When speaking of the movement of businesses doing good in the world, the movement is really based on people using business as a force for good, on people making a difference and demanding more from companies.
The beating heart of this movement: The inspirational business leaders at the vanguard of pushing their own enterprises to do better. John Mackey of Whole Foods Market, Yvon Chouinard of Patagonia, Mary Powell of Green Mountain Power, Mandy Cabot of Dansko — these are a handful of the names synonymous with conscientious business leadership. They are joined by thousands of thought leaders seeking ways to include more women in business, recognize and address inequality and seek a more inclusive economy. These are the people who use their positions to address the environmental and social issues that surround us all. Learn more about business leaders who have found benefits from becoming Certified B Corporations and committing their values into their companies in our free report.
Community leaders join these business executives in combined efforts to create a positive relationship between enterprises and the communities in which they operate. Community building is a tenet of many socially conscientious businesses. Cooperative Home Care Associates springs to mind as a strong example, as does Greyston Bakery, both of which operate in New York. The inspirational business leaders at the helm of these companies provide jobs to those often considered “unemployable,” giving their employees the chance to improve their lives and, in so doing, bettering the community in which their employees live.
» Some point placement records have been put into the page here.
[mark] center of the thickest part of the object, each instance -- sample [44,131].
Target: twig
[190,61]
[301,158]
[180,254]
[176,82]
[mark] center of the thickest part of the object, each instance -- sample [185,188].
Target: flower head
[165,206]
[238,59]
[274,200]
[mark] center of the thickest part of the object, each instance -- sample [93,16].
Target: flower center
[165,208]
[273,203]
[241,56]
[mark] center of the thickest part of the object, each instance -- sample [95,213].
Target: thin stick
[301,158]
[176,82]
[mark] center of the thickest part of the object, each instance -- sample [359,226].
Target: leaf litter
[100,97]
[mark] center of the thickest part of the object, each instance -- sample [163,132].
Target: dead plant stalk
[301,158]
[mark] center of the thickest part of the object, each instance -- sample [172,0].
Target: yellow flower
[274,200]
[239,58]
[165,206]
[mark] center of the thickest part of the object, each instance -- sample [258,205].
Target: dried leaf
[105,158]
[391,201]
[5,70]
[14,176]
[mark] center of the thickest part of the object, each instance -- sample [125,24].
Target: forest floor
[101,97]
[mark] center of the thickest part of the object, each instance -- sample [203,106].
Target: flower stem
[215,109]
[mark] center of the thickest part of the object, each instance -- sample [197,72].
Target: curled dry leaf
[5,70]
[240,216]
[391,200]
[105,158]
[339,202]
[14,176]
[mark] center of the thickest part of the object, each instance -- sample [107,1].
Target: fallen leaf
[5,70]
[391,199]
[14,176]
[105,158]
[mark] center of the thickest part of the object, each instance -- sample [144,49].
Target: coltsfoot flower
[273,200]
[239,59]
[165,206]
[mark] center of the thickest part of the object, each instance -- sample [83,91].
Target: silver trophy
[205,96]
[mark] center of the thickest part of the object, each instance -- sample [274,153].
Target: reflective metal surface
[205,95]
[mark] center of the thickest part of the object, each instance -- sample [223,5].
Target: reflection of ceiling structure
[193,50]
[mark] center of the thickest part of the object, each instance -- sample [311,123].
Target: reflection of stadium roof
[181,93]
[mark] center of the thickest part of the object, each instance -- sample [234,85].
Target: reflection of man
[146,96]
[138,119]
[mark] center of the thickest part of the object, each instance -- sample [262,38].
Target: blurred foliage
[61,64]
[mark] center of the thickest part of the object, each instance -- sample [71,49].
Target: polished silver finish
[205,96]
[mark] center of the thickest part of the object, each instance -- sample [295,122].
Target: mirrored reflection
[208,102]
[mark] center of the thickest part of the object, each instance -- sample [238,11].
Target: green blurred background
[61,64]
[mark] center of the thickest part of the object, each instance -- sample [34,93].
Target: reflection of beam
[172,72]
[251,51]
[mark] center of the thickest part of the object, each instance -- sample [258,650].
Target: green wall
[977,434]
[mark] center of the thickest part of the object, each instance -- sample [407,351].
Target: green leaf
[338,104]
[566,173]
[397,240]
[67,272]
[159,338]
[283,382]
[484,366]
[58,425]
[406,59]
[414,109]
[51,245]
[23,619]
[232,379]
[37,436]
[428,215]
The relationship between government and business cannot be ignored. Government leaders also have a role to play they can join in the movement of people using business as a force for good by enacting legislation that allows and supports businesses to do the most good possible. For example, the passing of benefit corporation law gives business the opportunity to voluntarily commit to all of its stakeholders, including the community, customers and environment, instead of solely to shareholders’ fiduciary returns.
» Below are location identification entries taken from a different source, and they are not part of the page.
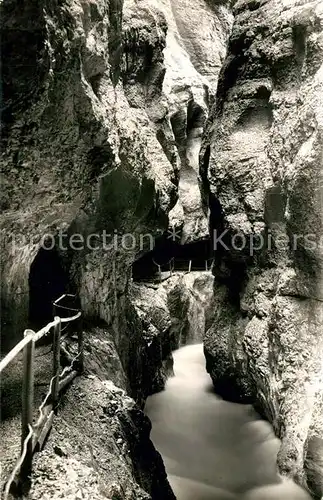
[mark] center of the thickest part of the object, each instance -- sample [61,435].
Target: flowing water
[213,449]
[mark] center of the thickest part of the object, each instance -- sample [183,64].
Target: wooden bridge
[33,435]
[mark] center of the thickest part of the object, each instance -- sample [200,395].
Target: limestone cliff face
[174,313]
[263,151]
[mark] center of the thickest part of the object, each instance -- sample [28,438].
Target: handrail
[33,435]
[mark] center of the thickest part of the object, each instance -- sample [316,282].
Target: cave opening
[47,281]
[169,254]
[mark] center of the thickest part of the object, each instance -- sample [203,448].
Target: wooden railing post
[56,360]
[27,402]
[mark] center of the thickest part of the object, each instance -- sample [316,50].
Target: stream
[213,449]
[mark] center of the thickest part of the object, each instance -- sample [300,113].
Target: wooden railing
[34,435]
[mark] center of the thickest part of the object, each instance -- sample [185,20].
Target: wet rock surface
[263,152]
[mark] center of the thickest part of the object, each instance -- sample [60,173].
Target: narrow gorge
[162,162]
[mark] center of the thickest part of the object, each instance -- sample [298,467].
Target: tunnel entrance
[169,255]
[47,281]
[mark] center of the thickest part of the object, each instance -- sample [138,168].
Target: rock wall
[263,155]
[92,146]
[174,313]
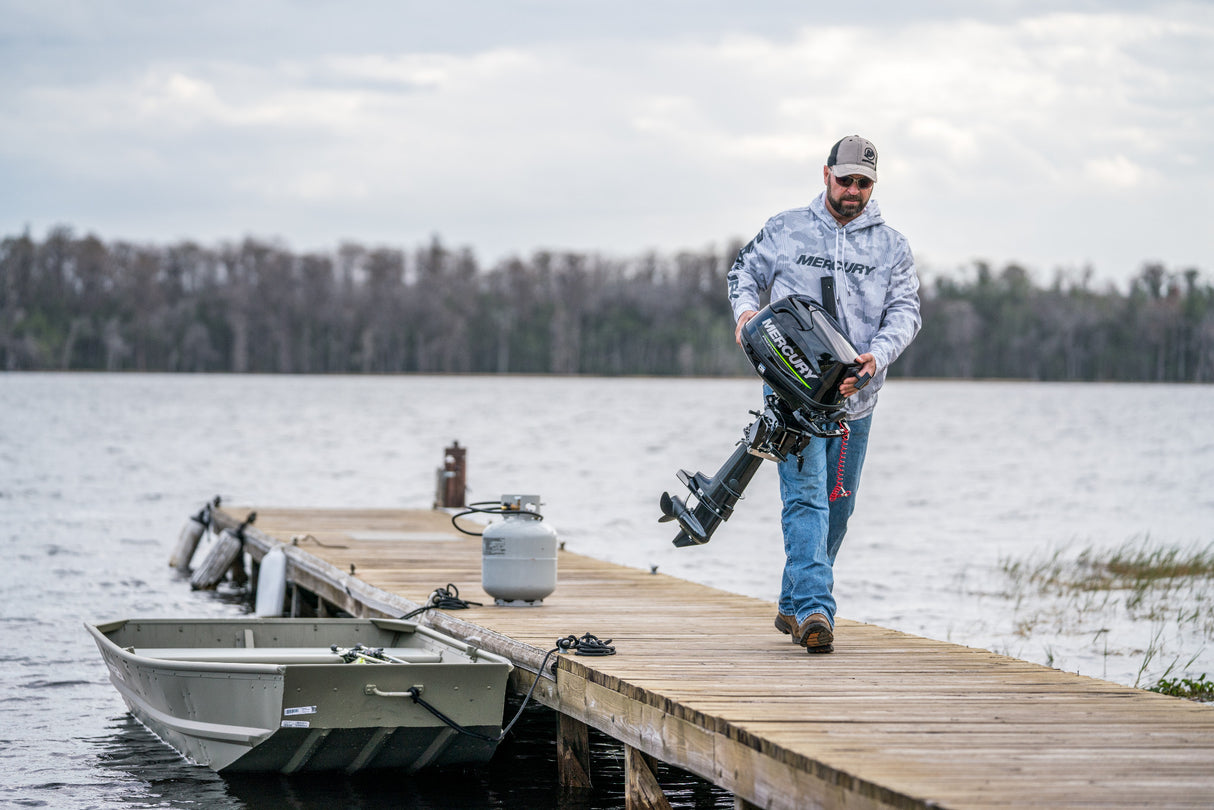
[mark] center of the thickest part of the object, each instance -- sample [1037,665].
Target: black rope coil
[446,599]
Athletes and celebrities also have a part in this movement. As role models who live, for better or worse, under society’s microscope, their promotion of businesses that authentically seek to better the world in which they interact has the potential to widen the conscientious business movement to new sectors of the global population. Athletes such as Chanelle Sladics and actors like Hugh Jackman and Jessica Alba have already become involved as ambassadors or as founders of their own socially responsible companies.
Last but not least, all consumers, employees and global citizens with a passion for this movement is a part of propelling it forward. Each voice adds to the volume of the chorus for change.